Il Presidente della Repubblica Mattarella ha consegnato l’Onorificenza di Cavaliere di Gran Croce dell’Ordine al Merito della Repubblica Italiana a Rosa Oliva, donna salernitana – che ha ricoperto importanti incarichi pubblici e fondatrice nel 2010 dell’associazione Rete per la parità di cui è presidente – ricordata per aver aperto la strada a tutte le donne italiane per la partecipazione ai concorsi pubblici.
Già nel 2010 era stata nominata Grande Ufficiale della Repubblica italiana dall’allora Presidente della Repubblica Napolitano. Appena laureata, infatti, presentò domanda per il concorso da consigliere di prefettura ma fu esclusa in quanto donna.
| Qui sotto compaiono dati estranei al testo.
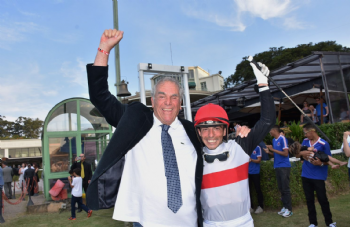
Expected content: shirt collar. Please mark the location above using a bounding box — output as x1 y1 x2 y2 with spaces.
153 113 180 129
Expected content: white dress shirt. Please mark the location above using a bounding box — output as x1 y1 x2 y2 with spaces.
113 115 197 227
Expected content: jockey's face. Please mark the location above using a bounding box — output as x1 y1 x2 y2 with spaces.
198 125 226 150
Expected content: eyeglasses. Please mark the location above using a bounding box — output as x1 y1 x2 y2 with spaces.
304 129 315 135
203 151 230 163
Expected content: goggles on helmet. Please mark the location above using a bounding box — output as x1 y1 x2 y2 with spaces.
203 151 230 164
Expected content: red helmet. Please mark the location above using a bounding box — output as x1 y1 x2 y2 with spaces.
194 103 229 126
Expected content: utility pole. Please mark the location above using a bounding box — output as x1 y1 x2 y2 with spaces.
112 0 121 101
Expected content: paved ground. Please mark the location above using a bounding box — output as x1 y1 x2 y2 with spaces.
3 181 45 221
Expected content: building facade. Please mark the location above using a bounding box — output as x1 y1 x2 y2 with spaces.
125 66 224 105
0 139 42 165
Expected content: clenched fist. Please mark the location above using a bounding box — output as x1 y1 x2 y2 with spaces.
99 29 124 52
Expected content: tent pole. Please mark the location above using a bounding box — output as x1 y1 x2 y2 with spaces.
248 57 331 142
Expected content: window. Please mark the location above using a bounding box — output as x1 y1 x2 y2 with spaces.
201 82 207 91
188 69 194 82
80 101 109 131
47 101 77 132
49 137 77 173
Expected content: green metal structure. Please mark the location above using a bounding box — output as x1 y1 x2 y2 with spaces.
41 98 112 200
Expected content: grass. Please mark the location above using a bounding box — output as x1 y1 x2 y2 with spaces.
252 192 350 227
1 192 350 227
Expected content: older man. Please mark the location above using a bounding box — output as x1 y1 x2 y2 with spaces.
87 30 203 227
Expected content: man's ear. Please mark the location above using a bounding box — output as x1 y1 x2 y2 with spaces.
197 128 202 137
151 97 154 109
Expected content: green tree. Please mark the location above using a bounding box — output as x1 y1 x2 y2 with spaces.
0 115 43 139
224 41 350 89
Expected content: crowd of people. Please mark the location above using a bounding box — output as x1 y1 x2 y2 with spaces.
0 161 40 199
76 29 350 227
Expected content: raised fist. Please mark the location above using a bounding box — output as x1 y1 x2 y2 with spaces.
250 62 270 84
99 29 124 52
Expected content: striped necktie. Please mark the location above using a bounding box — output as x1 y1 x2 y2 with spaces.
161 125 182 213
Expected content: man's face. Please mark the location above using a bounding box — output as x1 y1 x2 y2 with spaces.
270 128 279 137
79 154 85 162
151 81 181 125
303 128 317 140
198 125 226 150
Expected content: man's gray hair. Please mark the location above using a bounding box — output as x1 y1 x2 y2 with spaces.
152 76 184 102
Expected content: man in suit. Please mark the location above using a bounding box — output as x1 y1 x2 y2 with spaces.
87 30 203 227
2 162 13 199
70 154 92 213
70 154 92 193
24 164 35 196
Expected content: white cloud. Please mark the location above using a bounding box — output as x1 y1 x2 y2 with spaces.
60 58 87 88
43 90 58 96
183 0 307 32
283 17 307 29
234 0 296 20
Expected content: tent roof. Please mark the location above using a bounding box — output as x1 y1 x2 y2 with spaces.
191 51 350 115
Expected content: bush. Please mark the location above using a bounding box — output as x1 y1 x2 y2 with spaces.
264 122 350 150
253 154 349 209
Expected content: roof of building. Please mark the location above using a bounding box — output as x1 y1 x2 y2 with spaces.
191 51 350 119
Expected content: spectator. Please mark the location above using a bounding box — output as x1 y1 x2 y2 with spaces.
316 97 329 124
68 168 92 220
248 146 264 214
340 107 349 121
2 162 13 199
299 123 336 227
0 159 4 209
341 131 350 181
23 164 35 196
258 141 270 161
280 129 294 147
310 105 319 124
18 163 26 187
71 154 92 193
265 125 293 217
34 163 40 196
300 101 314 123
70 154 92 213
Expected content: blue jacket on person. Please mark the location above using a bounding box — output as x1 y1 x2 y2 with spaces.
0 167 4 187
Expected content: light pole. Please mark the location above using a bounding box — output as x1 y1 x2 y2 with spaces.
112 0 121 101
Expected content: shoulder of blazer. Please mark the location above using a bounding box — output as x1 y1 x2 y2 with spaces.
179 118 202 153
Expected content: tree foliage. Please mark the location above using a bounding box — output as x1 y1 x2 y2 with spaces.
0 115 44 139
224 41 350 89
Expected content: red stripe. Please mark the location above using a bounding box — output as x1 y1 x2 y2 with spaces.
202 162 249 189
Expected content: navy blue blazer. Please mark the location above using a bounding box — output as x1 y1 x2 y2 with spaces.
86 64 203 226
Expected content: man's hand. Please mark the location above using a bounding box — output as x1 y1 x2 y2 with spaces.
310 158 322 166
263 148 272 154
299 150 315 161
236 125 251 138
250 62 270 85
99 29 124 53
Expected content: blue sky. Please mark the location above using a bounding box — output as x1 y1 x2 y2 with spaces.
0 0 350 120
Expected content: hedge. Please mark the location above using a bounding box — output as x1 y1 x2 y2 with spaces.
264 122 350 150
252 154 349 209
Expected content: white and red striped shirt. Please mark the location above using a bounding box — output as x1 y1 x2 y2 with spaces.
201 140 250 222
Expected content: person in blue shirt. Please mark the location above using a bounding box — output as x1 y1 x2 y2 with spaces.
248 146 264 214
298 123 336 227
265 125 293 218
315 97 329 123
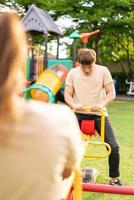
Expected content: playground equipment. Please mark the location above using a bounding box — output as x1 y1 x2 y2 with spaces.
126 80 134 95
63 108 134 200
60 108 111 200
74 108 111 158
24 65 68 103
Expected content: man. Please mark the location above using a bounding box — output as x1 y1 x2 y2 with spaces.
64 48 121 186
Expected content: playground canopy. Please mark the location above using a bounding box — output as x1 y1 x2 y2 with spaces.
22 4 62 36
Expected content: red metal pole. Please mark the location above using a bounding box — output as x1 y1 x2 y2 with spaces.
82 183 134 195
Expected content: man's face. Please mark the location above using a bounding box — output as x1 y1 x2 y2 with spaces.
80 64 93 76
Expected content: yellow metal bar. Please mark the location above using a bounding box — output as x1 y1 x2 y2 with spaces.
84 141 111 158
73 107 111 158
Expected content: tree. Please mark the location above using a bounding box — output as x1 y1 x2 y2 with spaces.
2 0 134 79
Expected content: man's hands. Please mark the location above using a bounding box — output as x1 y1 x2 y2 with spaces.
72 103 103 112
91 103 103 112
72 103 84 111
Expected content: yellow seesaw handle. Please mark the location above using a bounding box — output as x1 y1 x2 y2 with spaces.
73 107 111 158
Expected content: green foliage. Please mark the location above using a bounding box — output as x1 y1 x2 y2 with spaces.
2 0 134 78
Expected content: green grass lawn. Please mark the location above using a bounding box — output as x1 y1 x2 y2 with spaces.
81 101 134 200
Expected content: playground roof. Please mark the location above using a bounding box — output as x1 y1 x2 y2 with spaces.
22 4 62 36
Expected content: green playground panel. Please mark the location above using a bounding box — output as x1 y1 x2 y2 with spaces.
48 59 73 70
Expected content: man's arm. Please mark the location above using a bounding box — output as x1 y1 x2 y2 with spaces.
91 82 116 111
101 82 116 107
64 85 83 110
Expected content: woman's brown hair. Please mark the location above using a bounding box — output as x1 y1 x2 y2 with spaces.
0 13 26 122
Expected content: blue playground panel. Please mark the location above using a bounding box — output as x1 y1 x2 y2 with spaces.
48 59 73 71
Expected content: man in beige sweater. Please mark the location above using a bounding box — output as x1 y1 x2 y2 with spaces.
65 48 121 185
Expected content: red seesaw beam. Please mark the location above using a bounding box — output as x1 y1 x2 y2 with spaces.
82 183 134 195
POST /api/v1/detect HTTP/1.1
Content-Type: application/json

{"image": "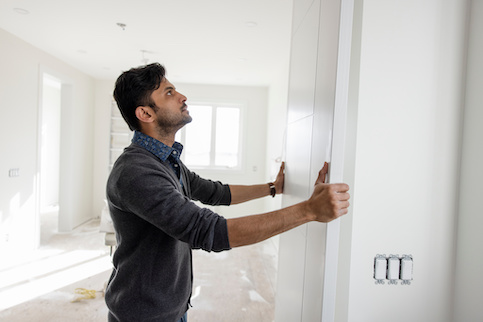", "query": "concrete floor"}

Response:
[0,210,278,322]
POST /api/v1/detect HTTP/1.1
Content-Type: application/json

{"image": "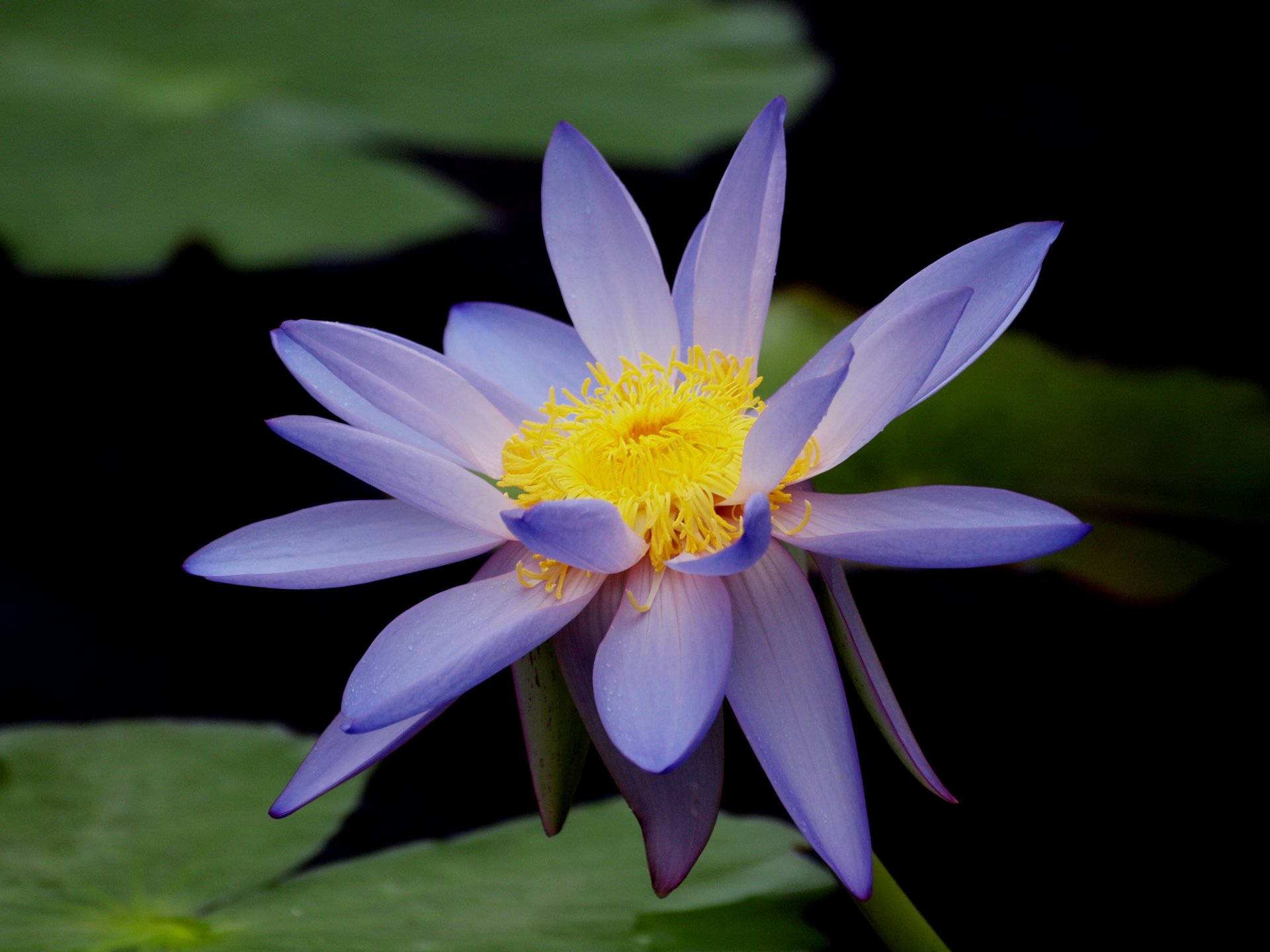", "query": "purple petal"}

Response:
[671,216,708,357]
[282,321,516,475]
[269,330,466,466]
[692,97,786,359]
[512,641,591,836]
[812,552,956,803]
[542,122,679,374]
[849,221,1063,404]
[777,486,1089,569]
[444,301,593,419]
[554,575,722,896]
[665,493,772,575]
[501,499,648,575]
[267,416,511,538]
[593,566,731,773]
[810,288,973,476]
[726,344,855,508]
[341,546,605,734]
[183,499,500,589]
[724,542,872,898]
[269,707,446,820]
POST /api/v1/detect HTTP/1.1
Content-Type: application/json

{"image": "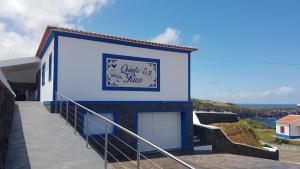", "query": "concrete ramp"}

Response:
[6,102,108,169]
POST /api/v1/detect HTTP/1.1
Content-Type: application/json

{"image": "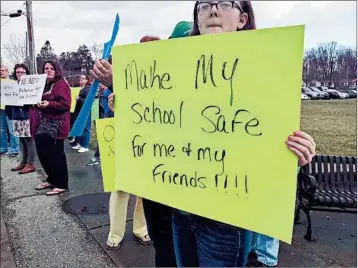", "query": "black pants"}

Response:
[35,136,68,189]
[143,199,177,267]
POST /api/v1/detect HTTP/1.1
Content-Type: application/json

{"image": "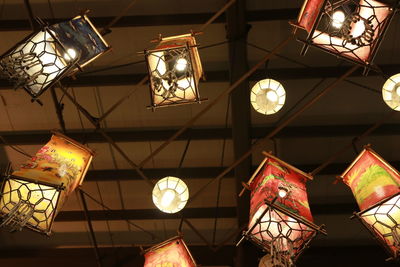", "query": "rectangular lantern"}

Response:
[0,15,109,98]
[238,152,326,266]
[341,147,400,260]
[144,34,203,109]
[294,0,398,70]
[0,133,93,234]
[144,236,197,267]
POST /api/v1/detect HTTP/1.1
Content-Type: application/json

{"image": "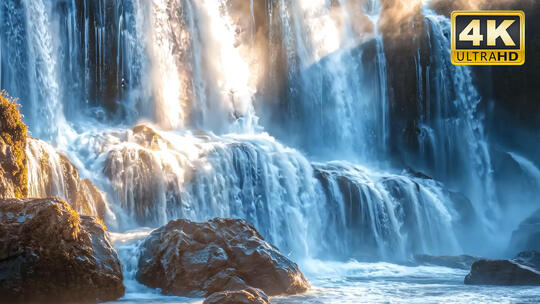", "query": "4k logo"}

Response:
[451,11,525,65]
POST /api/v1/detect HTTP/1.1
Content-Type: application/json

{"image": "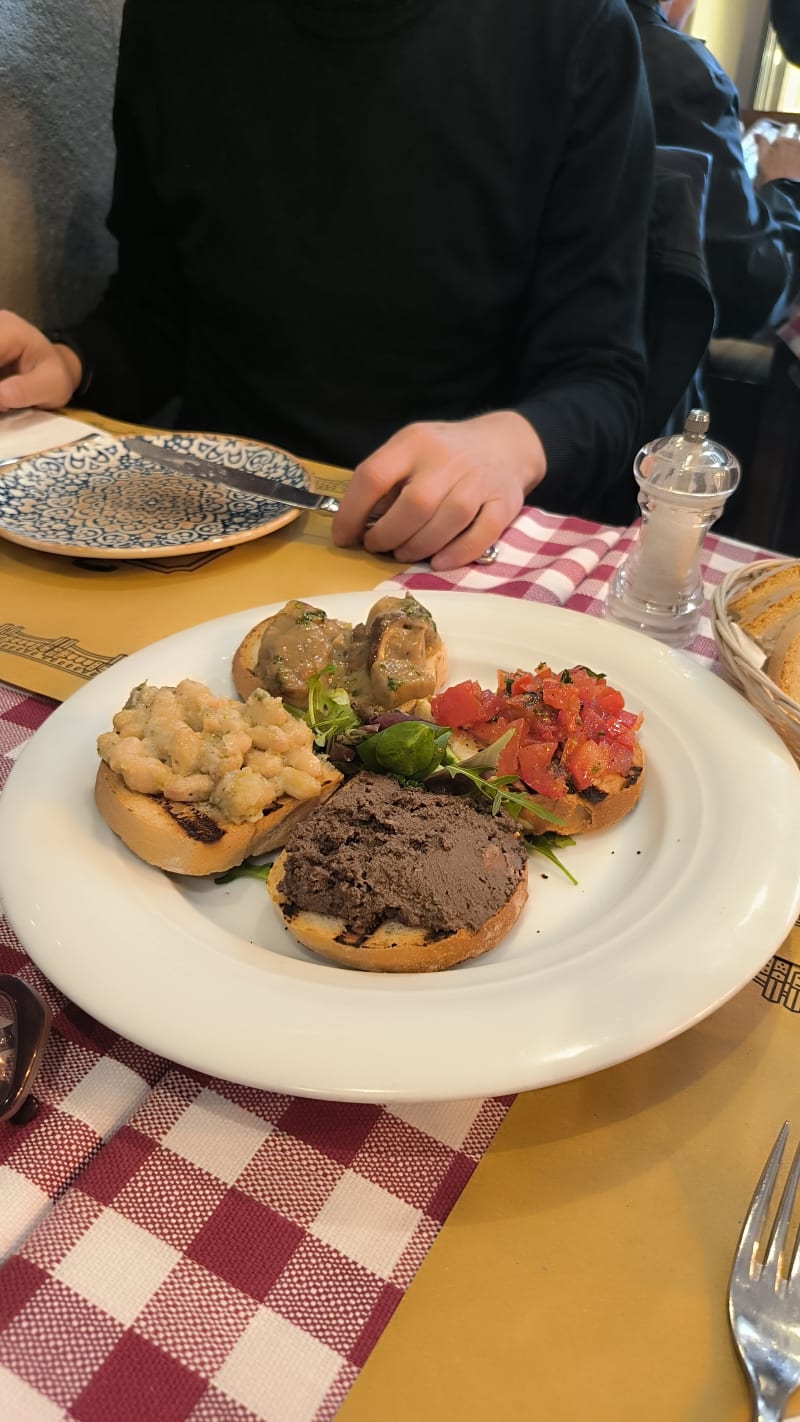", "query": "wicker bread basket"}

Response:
[710,557,800,765]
Assistita dal suo Prof. Avv. Costantino Mortati, impugnò l’esclusione e ottenne dalla Consulta la sentenza 33/1960, che ancora oggi viene associata al suo nome, che dichiarò incostituzionale la disposizione che impediva l’accesso delle donne alle principali carriere e uffici pubblici, per violazione dei principi di uguaglianza e di accesso paritario ai pubblici uffici e alle cariche elettive senza discriminazioni tra i sessi.
Fu una sentenza storica per l’ Italia nell’ambito della parità dei sessi. Da quel momento in poi caddero le discriminazioni di genere anche in altre professioni e le donne poterono partecipare a vari concorsi quali quello in prefettura, in magistratura, in diplomazia ed altri. Infatti, nel 1963 fu approvata la legge che aprì la magistratura alle donne, ma la strada fu lunga – e ancora lo è – se si pensa che solo nel 1999 fu eliminata nel nostro ordinamento l’ultima preclusione per le donne: quella nella carriera militare.